Results-Oriented Family Law Representation

How co-parents can handle discipline

On Behalf of | Jun 1, 2026 | Child Custody and Visitation

Discipline is a crucial part of raising a child. It provides the routines and boundaries necessary to help them feel secure, develop responsibility, understand the consequences of their actions and build self-control. But how can parents handle discipline when raising a child in two homes?

While discipline itself is generally the same whether you are raising a child under one roof or between two homes, how it’s executed can differ. Here is how co-parents can handle discipline:

Maintain consistency in the two homes

It helps if your child follows the same rules in both homes, because adapting to different expectations in each can be confusing. You and your co-parent should agree on bedtimes, chores, homework expectations, screen time limits, safety guidelines and appropriate language. Then, employ them in both homes.

A unified front on core boundaries benefits your child and your co-parenting. You may not agree on everything, particularly if you have different parenting styles. However, it’s crucial to maintain consistency on core, non-negotiable boundaries.

Communicate

You should inform each other about a mistake your child makes. If they return home past their curfew, lie, get in trouble at school and so on, communicate it. This way, you can agree on a disciplinary action and ensure it’s observed in both homes. 

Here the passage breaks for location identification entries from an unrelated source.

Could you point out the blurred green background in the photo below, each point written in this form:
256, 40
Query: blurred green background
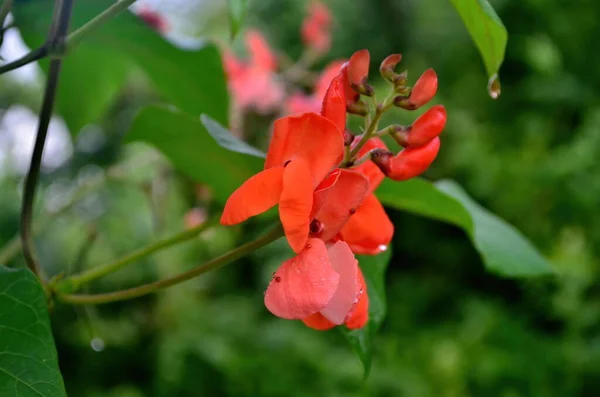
452, 329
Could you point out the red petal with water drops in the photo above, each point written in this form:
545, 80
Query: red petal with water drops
369, 231
345, 264
303, 285
295, 203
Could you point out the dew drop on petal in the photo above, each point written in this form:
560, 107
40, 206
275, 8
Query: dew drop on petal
494, 88
97, 344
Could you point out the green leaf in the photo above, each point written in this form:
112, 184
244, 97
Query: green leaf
187, 143
503, 249
486, 30
95, 71
28, 361
237, 14
361, 340
225, 139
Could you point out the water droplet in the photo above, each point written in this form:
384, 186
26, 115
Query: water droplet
494, 88
97, 344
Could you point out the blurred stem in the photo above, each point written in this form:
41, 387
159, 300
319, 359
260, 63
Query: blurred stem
58, 48
58, 32
239, 252
105, 16
75, 282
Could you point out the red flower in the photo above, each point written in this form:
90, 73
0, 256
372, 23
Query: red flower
153, 19
369, 231
254, 84
316, 28
300, 103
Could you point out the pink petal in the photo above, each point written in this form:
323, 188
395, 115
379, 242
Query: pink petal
303, 285
345, 297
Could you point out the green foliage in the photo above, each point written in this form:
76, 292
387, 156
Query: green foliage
486, 30
192, 80
503, 248
28, 362
237, 14
362, 340
187, 143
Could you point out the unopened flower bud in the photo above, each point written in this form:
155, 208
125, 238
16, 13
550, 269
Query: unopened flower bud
358, 72
427, 127
424, 89
412, 162
348, 138
382, 159
388, 65
359, 108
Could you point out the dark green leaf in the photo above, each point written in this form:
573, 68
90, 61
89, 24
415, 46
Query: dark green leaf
504, 250
94, 72
486, 30
237, 13
28, 361
361, 340
185, 141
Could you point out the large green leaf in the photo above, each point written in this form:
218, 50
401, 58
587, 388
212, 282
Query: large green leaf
185, 141
94, 72
486, 30
504, 249
361, 340
28, 361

For instance, if your child is grounded for two weeks while in your home, this should continue after the transition. Accordingly, they can understand that the consequences of their actions will remain effective regardless of which parent they are with. 

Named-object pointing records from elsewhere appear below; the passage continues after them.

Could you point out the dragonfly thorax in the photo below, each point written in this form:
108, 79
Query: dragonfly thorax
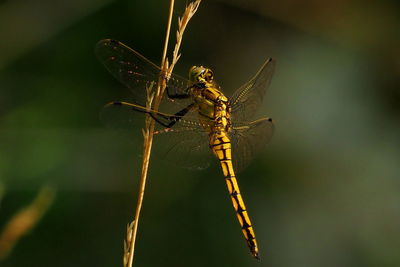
201, 74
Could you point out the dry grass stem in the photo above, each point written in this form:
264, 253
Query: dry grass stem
23, 221
148, 131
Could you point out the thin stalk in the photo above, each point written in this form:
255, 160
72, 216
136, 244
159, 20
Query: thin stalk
148, 131
148, 142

Don’t underestimate each other

If you disagree with a disciplinary action, for example, you don’t believe a mistake warrants grounding for two weeks, do not criticize your co-parent in front of the child. Discuss it privately to find common ground.

The good cop/bad cop dynamic in co-parenting is never healthy. You and your co-parent can take certain steps to successfully raise a responsible child without either of you having to be “the bad guy” in the situation.